Department of Evolutionary Biology, Evolutionary Biology Centre, Uppsala University, Uppsala, Sweden.
Mol Biol Evol. 2011 Aug;28(8):2197-210. doi: 10.1093/molbev/msr047. Epub 2011 Apr 4.
Resolving the phylogenetic relationships among birds is a classical problem in systematics, and this is particularly so when it comes to understanding the relationships among Neoaves. Previous phylogenetic inference of birds has been limited to mitochondrial genomes or a few nuclear genes. Here, we apply deep brain transcriptome sequencing of nine bird species (several passerines, hummingbirds, dove, parrot, and emu), using next-generation sequencing technology to understand features of transcriptome evolution in birds and how this affects phylogenetic inference, and combine with data from two bird species using first generation technology. The phylogenomic data matrix comprises 1,995 genes and a total of 0.77 Mb of exonic sequence. First, we find an unexpected heterogeneity in the evolution of base composition among avian lineages. There is a pronounced increase in guanine + cytosine (GC) content in the third codon position in several independent lineages, with the strongest effect seen in passerines. Second, we evaluate the effect of GC content variation on phylogenetic reconstruction. We find important inconsistencies between the topologies obtained with or without taking GC variation into account, each supporting different conclusions of past studies and also influencing hypotheses on the evolution of the trait of vocal learning. Third, we demonstrate a link between GC content evolution and recombination rate and, focusing on the zebra finch lineage, find that recombination seems to drive GC content.
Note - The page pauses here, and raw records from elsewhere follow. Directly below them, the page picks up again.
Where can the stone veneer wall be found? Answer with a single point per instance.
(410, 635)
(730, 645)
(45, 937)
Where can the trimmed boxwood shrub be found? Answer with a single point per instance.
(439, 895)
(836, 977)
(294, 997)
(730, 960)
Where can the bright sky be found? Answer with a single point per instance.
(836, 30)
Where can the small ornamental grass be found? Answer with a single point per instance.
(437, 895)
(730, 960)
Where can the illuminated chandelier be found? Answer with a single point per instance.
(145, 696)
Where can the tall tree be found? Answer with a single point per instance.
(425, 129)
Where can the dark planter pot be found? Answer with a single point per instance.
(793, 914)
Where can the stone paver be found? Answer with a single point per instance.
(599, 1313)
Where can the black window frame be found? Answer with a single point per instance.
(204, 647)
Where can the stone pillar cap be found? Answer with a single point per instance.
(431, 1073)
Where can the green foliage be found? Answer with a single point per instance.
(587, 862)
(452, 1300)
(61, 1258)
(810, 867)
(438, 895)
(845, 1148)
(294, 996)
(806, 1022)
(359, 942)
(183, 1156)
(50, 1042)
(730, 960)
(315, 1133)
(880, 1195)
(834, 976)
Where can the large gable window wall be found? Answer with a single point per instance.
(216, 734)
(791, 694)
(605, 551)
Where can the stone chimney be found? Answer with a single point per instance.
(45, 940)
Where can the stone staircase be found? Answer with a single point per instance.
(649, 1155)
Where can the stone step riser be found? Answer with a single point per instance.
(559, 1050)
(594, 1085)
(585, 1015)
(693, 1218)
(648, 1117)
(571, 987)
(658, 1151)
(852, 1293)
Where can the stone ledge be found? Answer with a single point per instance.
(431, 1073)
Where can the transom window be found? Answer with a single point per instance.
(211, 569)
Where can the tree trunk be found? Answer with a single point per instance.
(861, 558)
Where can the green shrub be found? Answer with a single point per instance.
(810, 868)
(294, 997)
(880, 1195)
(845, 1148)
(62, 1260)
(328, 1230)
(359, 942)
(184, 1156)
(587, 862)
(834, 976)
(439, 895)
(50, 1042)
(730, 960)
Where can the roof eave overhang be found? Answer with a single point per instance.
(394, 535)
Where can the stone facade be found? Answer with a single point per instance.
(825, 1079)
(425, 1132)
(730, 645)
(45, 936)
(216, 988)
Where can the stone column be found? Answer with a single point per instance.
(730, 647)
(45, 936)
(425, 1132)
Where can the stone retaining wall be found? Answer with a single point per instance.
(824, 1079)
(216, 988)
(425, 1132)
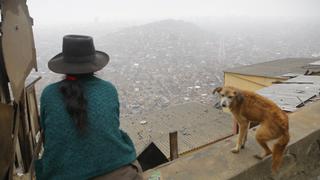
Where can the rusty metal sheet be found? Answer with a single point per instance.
(17, 43)
(6, 148)
(292, 93)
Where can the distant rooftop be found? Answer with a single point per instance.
(279, 68)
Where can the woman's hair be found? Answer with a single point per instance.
(74, 99)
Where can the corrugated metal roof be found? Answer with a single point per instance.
(197, 125)
(290, 94)
(278, 68)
Although we cannot reveal the causal relationships, this observation is consistent with the model of GC-biased gene conversion. Finally, we use this unparalleled amount of avian sequence data to study the rate of molecular evolution, calibrated by fossil evidence and augmented with data from alligator transcriptome sequencing. There is a 2- to 3-fold variation in substitution rate among lineages with passerines being the most rapidly evolving and ratites the slowest. This study illustrates the potential of next-generation sequencing for phylogenomic studies but also the pitfalls when using genome-wide data with heterogeneous base composition.
解决鸟类的系统发育关系是系统学中的一个经典问题,尤其是在理解新鸟类的关系时更是如此。以前对鸟类的系统发育推断仅限于线粒体基因组或少数核基因。在这里,我们应用下一代测序技术对 9 种鸟类(几种雀形目鸟类、蜂鸟、鸽子、鹦鹉和鸸鹋)的深部脑转录组进行测序,以了解鸟类转录组进化的特征以及这如何影响系统发育推断,并结合使用第一代技术的两种鸟类的数据。基因组数据矩阵包括 1995 个基因和总共 0.77Mb 的外显子序列。首先,我们发现鸟类谱系中碱基组成进化存在意想不到的异质性。在几个独立的谱系中,第三密码子位置的鸟嘌呤+胞嘧啶(GC)含量明显增加,在雀形目鸟类中影响最大。其次,我们评估了 GC 含量变化对系统发育重建的影响。我们发现,在考虑或不考虑 GC 变异的情况下,拓扑结构存在重要的不一致,每种方法都支持过去研究的不同结论,也影响了对发声学习特征进化的假设。第三,我们证明了 GC 含量进化与重组率之间存在联系,并重点研究了斑马雀谱系,发现重组似乎驱动了 GC 含量。尽管我们无法揭示因果关系,但这一观察结果与 GC 偏向性基因转换的模型一致。最后,我们利用这种无与伦比的鸟类序列数据来研究分子进化率,该数据通过化石证据进行校准,并结合了来自鳄鱼转录组测序的数据。谱系之间的替代率变化幅度为 2 到 3 倍,其中雀形目鸟类的进化速度最快,平胸目鸟类最慢。这项研究说明了下一代测序在系统发育研究中的潜力,但也说明了使用具有异质碱基组成的全基因组数据时存在的陷阱。